Across
- 4. A critical threshold where a small alteration in a system component can produce large, potentially catastrophic overall changes.
- 7. Specific measurements taken from ice cores that serve as proxies to reconstruct past climate conditions.
- 9. A variable in climate models representing terrestrial surface reflectivity; changes to it create critical feedback loops.
- 10. The specific atmospheric layer where chemical processes, such as the production of ozone from oxygen, must be explained.
- 12. The process of reducing or ending the use of energy sources that result in CO2 emissions.
- 13. A potent greenhouse gas produced in anaerobic conditions with an atmospheric residence time of about 10 years.
- 15. Indirect data sources, such as dendrochronology or pollen from peat cores, used to build climate models.
- 17. Economic measures, such as carbon pricing, emissions trading, or subsidies, used by governments to lead climate responses.
- 18. The geological period that started 2.5 million years ago, characterized by glacial-interglacial cycles.
- 20. The process of running climate models backwards from the present to verify their accuracy against known historical data.
Down
- 1. The concept that the least responsible nations are often the most vulnerable to climate impacts.
- 2. Large-scale, deliberate interventions in the Earth’s climate system, such as space mirrors or ocean fertilization, to treat symptoms rather than causes.

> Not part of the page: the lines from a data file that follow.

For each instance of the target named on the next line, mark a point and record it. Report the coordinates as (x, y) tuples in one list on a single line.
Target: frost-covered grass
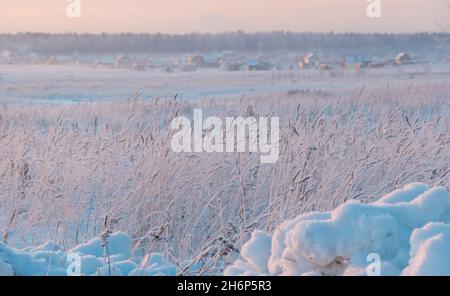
[(65, 170)]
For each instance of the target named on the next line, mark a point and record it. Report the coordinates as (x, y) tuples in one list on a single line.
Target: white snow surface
[(49, 259), (408, 229)]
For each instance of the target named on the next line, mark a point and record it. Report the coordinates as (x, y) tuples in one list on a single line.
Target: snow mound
[(94, 257), (406, 230)]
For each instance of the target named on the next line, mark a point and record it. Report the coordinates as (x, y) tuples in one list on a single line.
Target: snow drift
[(406, 229)]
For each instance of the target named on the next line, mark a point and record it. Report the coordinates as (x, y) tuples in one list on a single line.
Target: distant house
[(232, 66), (310, 60), (212, 60), (196, 60), (8, 57), (123, 61), (53, 61), (324, 67), (376, 65), (188, 68), (402, 58)]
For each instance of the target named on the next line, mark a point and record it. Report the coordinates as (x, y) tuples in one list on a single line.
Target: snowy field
[(87, 169)]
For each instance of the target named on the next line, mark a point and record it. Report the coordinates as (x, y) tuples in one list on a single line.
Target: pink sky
[(181, 16)]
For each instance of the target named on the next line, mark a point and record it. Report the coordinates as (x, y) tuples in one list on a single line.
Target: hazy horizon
[(210, 16)]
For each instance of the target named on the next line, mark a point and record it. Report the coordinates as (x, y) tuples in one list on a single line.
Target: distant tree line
[(69, 43)]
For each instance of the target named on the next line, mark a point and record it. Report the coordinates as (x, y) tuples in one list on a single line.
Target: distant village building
[(123, 61), (8, 57), (232, 66), (197, 60), (324, 67), (402, 58), (188, 68), (139, 67), (212, 60), (309, 61)]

- 3. The international amendment used to control hydrofluorocarbons (HFCs) that were originally allowed by the Montreal Protocol.
- 5. Interactions between two or more individual tipping points that make predictions of the scale and pace of climate change highly uncertain.

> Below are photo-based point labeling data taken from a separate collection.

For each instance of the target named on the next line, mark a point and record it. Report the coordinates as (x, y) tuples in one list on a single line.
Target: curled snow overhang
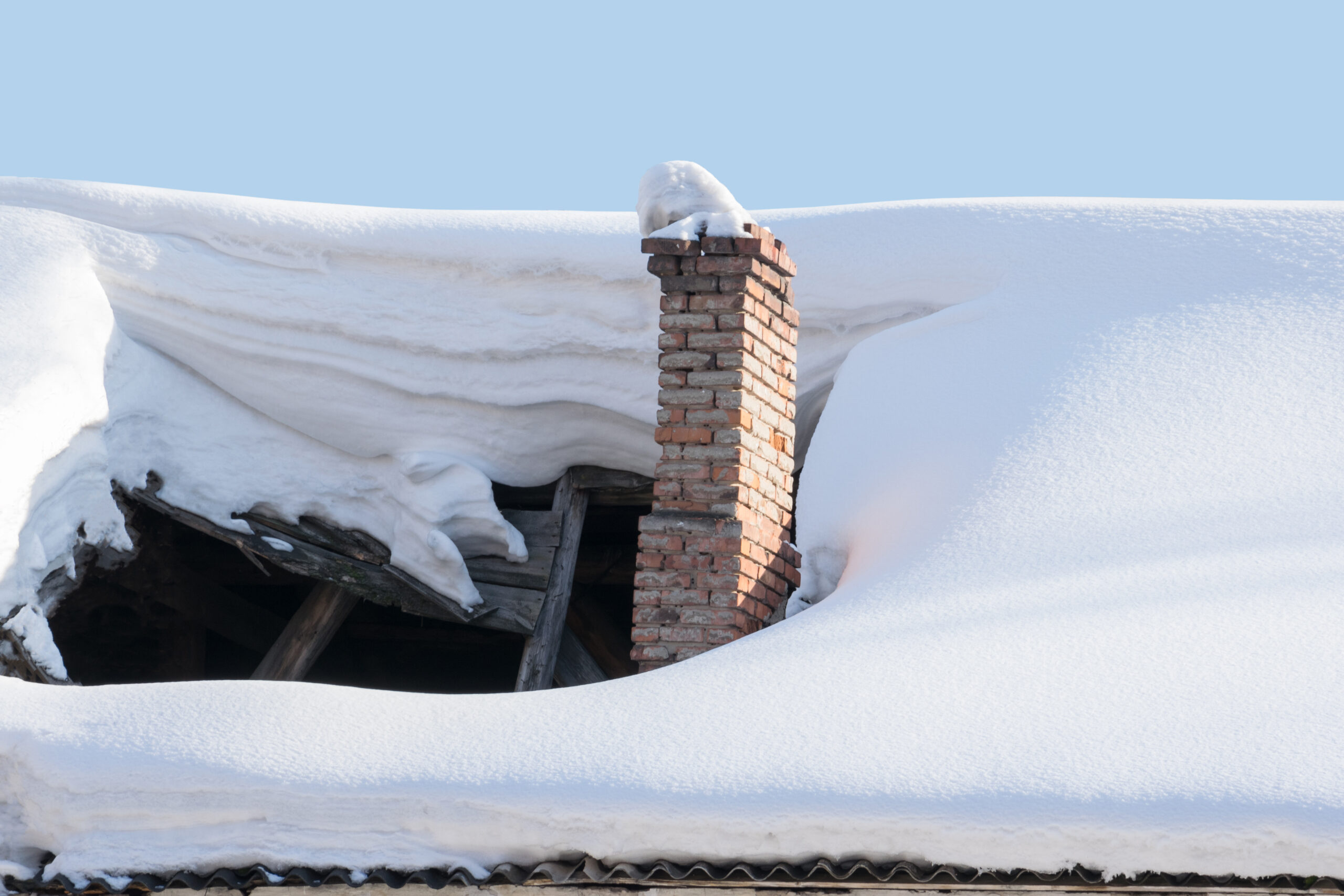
[(588, 872)]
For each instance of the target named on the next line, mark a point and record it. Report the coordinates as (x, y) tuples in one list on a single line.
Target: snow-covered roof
[(1073, 539)]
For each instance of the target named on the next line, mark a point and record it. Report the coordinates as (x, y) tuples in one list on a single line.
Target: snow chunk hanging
[(683, 201)]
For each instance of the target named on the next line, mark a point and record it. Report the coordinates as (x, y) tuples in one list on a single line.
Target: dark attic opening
[(197, 601)]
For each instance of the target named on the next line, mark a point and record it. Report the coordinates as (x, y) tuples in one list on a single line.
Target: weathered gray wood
[(533, 574), (538, 667), (381, 583), (538, 527), (307, 635), (601, 477), (353, 543), (574, 666)]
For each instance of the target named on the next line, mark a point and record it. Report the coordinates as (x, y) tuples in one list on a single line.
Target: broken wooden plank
[(536, 573), (538, 527), (381, 583), (538, 667), (353, 543), (574, 666), (308, 633), (601, 477)]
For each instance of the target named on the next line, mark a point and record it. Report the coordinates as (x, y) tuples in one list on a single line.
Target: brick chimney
[(714, 554)]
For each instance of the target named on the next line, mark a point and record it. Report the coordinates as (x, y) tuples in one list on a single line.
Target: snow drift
[(1073, 543), (371, 367)]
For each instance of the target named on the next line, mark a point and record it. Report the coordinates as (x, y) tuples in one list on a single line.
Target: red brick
[(686, 361), (687, 321), (683, 434), (686, 596), (649, 246), (690, 562), (683, 635), (651, 652), (644, 561), (716, 546), (656, 616), (731, 340), (662, 579), (664, 265), (664, 543), (682, 471), (697, 284)]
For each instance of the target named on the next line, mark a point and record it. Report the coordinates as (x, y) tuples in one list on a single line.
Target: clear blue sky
[(496, 105)]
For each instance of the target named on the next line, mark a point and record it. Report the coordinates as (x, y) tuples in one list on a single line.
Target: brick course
[(714, 558)]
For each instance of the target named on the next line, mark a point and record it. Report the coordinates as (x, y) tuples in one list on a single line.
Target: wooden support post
[(543, 647), (307, 635)]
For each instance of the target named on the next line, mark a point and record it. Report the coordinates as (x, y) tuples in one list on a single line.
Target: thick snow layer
[(1079, 535), (371, 367)]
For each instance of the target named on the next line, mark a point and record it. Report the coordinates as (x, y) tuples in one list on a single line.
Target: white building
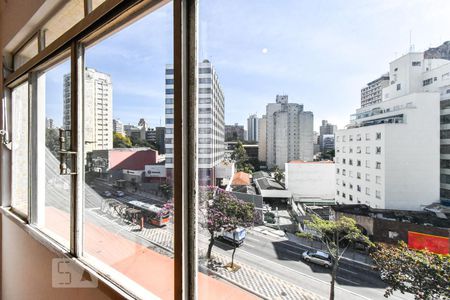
[(118, 127), (98, 128), (289, 132), (262, 150), (373, 91), (311, 179), (388, 157), (211, 122), (252, 128)]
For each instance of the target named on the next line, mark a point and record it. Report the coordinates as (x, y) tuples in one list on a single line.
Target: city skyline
[(256, 66)]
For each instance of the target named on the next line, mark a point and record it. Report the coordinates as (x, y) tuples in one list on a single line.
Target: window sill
[(54, 247)]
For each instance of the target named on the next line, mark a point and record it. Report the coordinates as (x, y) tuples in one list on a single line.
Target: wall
[(25, 263)]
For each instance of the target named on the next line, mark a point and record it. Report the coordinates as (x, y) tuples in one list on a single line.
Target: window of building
[(378, 179)]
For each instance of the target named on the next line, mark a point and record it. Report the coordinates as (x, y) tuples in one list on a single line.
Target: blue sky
[(320, 53)]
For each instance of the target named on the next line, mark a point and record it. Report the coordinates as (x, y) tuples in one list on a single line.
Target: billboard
[(434, 243)]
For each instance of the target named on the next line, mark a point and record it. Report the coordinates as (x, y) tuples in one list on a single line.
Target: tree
[(223, 211), (121, 141), (52, 141), (333, 234), (278, 175), (422, 273), (240, 156)]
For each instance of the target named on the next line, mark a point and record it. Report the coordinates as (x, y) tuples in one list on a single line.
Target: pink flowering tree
[(223, 211)]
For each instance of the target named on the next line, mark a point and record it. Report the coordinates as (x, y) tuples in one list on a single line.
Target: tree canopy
[(424, 274)]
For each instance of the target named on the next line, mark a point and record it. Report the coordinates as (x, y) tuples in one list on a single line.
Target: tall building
[(234, 132), (326, 139), (388, 157), (252, 128), (118, 127), (211, 120), (289, 132), (262, 150), (372, 92), (97, 109)]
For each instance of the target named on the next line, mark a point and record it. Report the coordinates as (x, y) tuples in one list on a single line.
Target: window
[(20, 149), (378, 179)]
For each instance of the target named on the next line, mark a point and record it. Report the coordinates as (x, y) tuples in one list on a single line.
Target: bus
[(152, 214)]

- 6. Potent greenhouse gases developed to replace ODSs; they do not deplete ozone but have high global warming potential.
- 8. The political concept of a state's independent authority, which can create challenges for international climate treaties.
- 11. The proposed geological epoch characterized by human impacts that will be detectable in the future geological record.
- 14. A core issue regarding the responsibility for cumulative emissions since the Industrial Revolution and the vulnerability of different nations.
- 16. Cycles involving the shape of Earth's orbit and tilt that lead to natural climate fluctuations over tens to hundreds of thousands of years.
- 19. Reactive elements like chlorine and fluorine released into the stratosphere that actively break down ozone molecules.